The careers listed below are a few examples of what graduates can pursue with varying levels of education, but you may need to research further to find your ideal career. All of these careers show a projected job growth that outpaces the 7% national average for all careers.
|Social and Community Service Managers||$67,150||13%|
|School and Career Counselors||$57,040||8%|
|Substance Abuse, Behavioral Disorder, and Mental Health Counselors||$46,240||22%|
Substance Abuse Counseling Professional Organizations
Membership in a professional organization can lead to career opportunities for both students and experienced counselors. Professional organizations typically offer financial aid and job placement resources to counseling students and continuing education credit for established professionals. They also host events like NAADAC's annual conference, where students can integrate with the counseling community and form important professional connections.

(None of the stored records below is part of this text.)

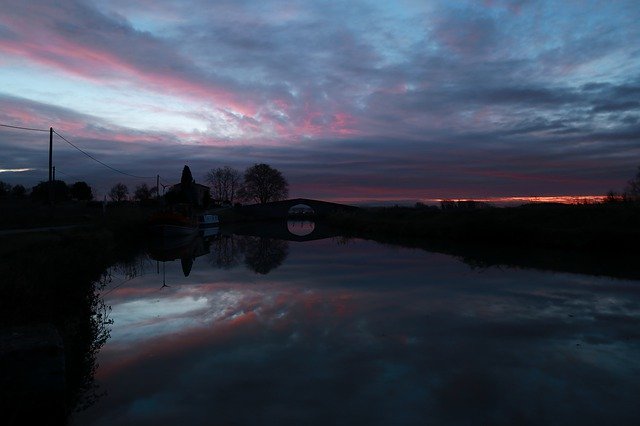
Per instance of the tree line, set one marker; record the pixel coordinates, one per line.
(259, 183)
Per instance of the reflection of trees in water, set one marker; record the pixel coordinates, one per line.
(133, 267)
(261, 255)
(81, 351)
(227, 251)
(265, 254)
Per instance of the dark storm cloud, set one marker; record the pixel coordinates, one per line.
(447, 99)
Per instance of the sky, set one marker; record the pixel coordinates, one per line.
(379, 101)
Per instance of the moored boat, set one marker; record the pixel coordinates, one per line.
(173, 223)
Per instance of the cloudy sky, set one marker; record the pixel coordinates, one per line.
(352, 100)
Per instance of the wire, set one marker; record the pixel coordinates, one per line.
(24, 128)
(67, 174)
(98, 161)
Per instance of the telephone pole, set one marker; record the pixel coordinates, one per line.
(51, 165)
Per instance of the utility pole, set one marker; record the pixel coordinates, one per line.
(51, 165)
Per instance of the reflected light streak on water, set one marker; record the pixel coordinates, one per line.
(363, 333)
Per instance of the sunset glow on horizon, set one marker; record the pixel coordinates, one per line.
(352, 100)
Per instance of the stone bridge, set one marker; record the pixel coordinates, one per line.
(280, 209)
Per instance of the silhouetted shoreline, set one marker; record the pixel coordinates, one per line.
(604, 227)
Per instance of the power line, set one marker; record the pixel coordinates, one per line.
(24, 128)
(98, 161)
(79, 149)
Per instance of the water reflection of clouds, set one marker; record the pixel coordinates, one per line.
(408, 338)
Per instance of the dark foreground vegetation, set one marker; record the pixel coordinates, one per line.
(52, 320)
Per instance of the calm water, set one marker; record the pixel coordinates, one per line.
(350, 332)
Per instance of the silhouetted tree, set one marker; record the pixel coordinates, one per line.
(5, 189)
(263, 183)
(225, 183)
(143, 192)
(81, 191)
(18, 191)
(119, 192)
(187, 177)
(633, 186)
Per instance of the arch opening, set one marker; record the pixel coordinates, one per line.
(301, 212)
(300, 220)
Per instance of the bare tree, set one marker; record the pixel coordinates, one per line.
(143, 192)
(225, 183)
(263, 183)
(119, 192)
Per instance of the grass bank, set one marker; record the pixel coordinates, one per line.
(49, 282)
(610, 227)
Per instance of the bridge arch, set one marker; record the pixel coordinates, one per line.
(280, 209)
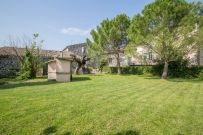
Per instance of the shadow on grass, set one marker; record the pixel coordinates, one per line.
(23, 84)
(128, 132)
(80, 78)
(49, 130)
(192, 80)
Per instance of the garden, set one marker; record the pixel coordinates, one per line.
(102, 104)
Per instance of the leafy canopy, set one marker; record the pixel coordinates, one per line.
(167, 27)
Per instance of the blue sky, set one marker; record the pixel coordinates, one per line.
(60, 22)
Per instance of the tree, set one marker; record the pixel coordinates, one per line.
(80, 62)
(32, 60)
(26, 66)
(168, 28)
(110, 37)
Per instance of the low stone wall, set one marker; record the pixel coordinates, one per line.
(10, 66)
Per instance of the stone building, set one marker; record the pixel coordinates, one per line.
(10, 63)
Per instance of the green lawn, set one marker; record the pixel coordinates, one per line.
(102, 105)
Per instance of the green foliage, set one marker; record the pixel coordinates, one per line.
(32, 61)
(200, 76)
(135, 70)
(26, 67)
(168, 28)
(178, 69)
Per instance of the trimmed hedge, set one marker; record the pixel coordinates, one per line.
(176, 69)
(136, 70)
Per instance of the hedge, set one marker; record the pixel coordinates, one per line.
(175, 70)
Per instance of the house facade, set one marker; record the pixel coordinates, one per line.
(142, 56)
(10, 63)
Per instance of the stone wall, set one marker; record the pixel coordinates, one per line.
(10, 66)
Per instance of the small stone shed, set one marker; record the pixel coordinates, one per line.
(59, 69)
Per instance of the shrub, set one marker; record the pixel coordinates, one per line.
(26, 67)
(136, 70)
(177, 69)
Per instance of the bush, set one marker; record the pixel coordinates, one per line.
(136, 70)
(177, 69)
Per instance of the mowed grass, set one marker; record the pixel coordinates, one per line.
(102, 105)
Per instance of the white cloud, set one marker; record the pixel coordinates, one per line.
(73, 31)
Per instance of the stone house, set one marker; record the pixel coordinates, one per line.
(143, 56)
(10, 63)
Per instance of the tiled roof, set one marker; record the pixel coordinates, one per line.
(6, 51)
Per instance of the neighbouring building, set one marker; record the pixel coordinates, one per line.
(59, 69)
(10, 63)
(142, 56)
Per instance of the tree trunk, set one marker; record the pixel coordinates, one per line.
(77, 69)
(118, 64)
(165, 71)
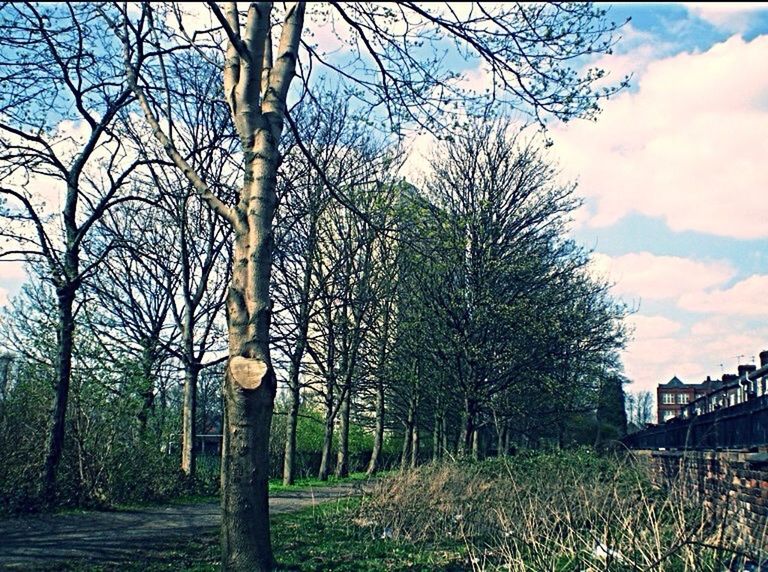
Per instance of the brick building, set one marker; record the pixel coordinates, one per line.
(673, 397)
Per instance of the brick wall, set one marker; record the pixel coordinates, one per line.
(731, 486)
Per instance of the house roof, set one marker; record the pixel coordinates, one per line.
(674, 382)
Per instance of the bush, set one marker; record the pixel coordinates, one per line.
(544, 511)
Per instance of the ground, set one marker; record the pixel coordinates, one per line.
(50, 540)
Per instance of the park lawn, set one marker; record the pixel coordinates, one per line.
(324, 537)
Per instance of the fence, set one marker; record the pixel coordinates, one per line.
(741, 426)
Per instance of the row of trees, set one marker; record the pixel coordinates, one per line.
(454, 308)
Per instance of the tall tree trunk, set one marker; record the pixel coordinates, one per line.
(407, 442)
(444, 432)
(55, 445)
(378, 436)
(189, 407)
(189, 414)
(342, 458)
(147, 385)
(325, 459)
(289, 458)
(468, 430)
(256, 87)
(436, 435)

SAMHSA is the mental and behavioral health services branch of the U.S. Department of Health and Human Services. The organization's resources for professionals include grants, fellowships, and access to research. Substance abuse counseling professionals can also contribute to SAMHSA's advisory councils for substance abuse-related health initiatives, which collect data on public and professional opinions.
NAATP is a nonprofit that represents and advocates for addiction treatment providers nationwide. Member benefits include discounts on the National Addiction Leadership Conference and access to past webinars and conference materials. Members can also access NAATP's members-only forum and searchable directory.
ASAM has represented the interests of addiction prevention and treatment professionals since 1954, providing advocacy, medical education, and an addiction medicine certification. Membership includes access to ASAM's career center, events organized by local chapters, and exclusive discounts on live continuing education courses.
Through research and advocacy, NAADAC supports substance abuse counselors, addiction-studies educators, and healthcare providers. The organization offers nationally recognized certifications for addiction professionals and a variety of resources for counselors.
Founded in 1952, ACA is one of the largest associations supporting the professional development of mental health counselors in the U.S. ACA members receive discounts on online continuing education courses, can attend ACA's annual conference, and gain access to ACA's career center and free ethics consultation services.
Frequently Asked Questions About Substance Abuse Counseling Degrees
How Do I Start a Career in Substance Abuse Counseling?
The best way to start a career as an addictions counselor is to earn a degree in substance abuse counseling, then pursue certification as a substance abuse counselor. Unlike other counseling roles, substance abuse counselors often don't need master's degrees, and some roles only require a high school diploma, although actual requirements vary by state and employer.
What Does a Substance Abuse Counselor Do?
Substance abuse counselors provide mental health support for people suffering from the effects of drug and alcohol abuse. They also develop treatment plans for their patients, helping them learn to cope with their addictions and function as members of society.
Whom Do Substance Abuse Counselors Work With?
Substance abuse counselors work within diverse populations, including those belonging to racial and ethnic minorities. Clientele includes addiction sufferers and their loved ones. Some counselors specialize in working with particular groups, like teenagers or parents.
How Do Substance Abuse Counselors Make a Difference?
Substance abuse counselors help resolve the psychological issues underlying their patients' drug and alcohol abuse. They also help set reasonable goals that can lead to rehabilitation.
Is Being a Substance Abuse Counselor Hard?
Stress and the emotional toll of patient-counselor relationships make being a substance abuse counselor difficult, though the career can also offer deep satisfaction.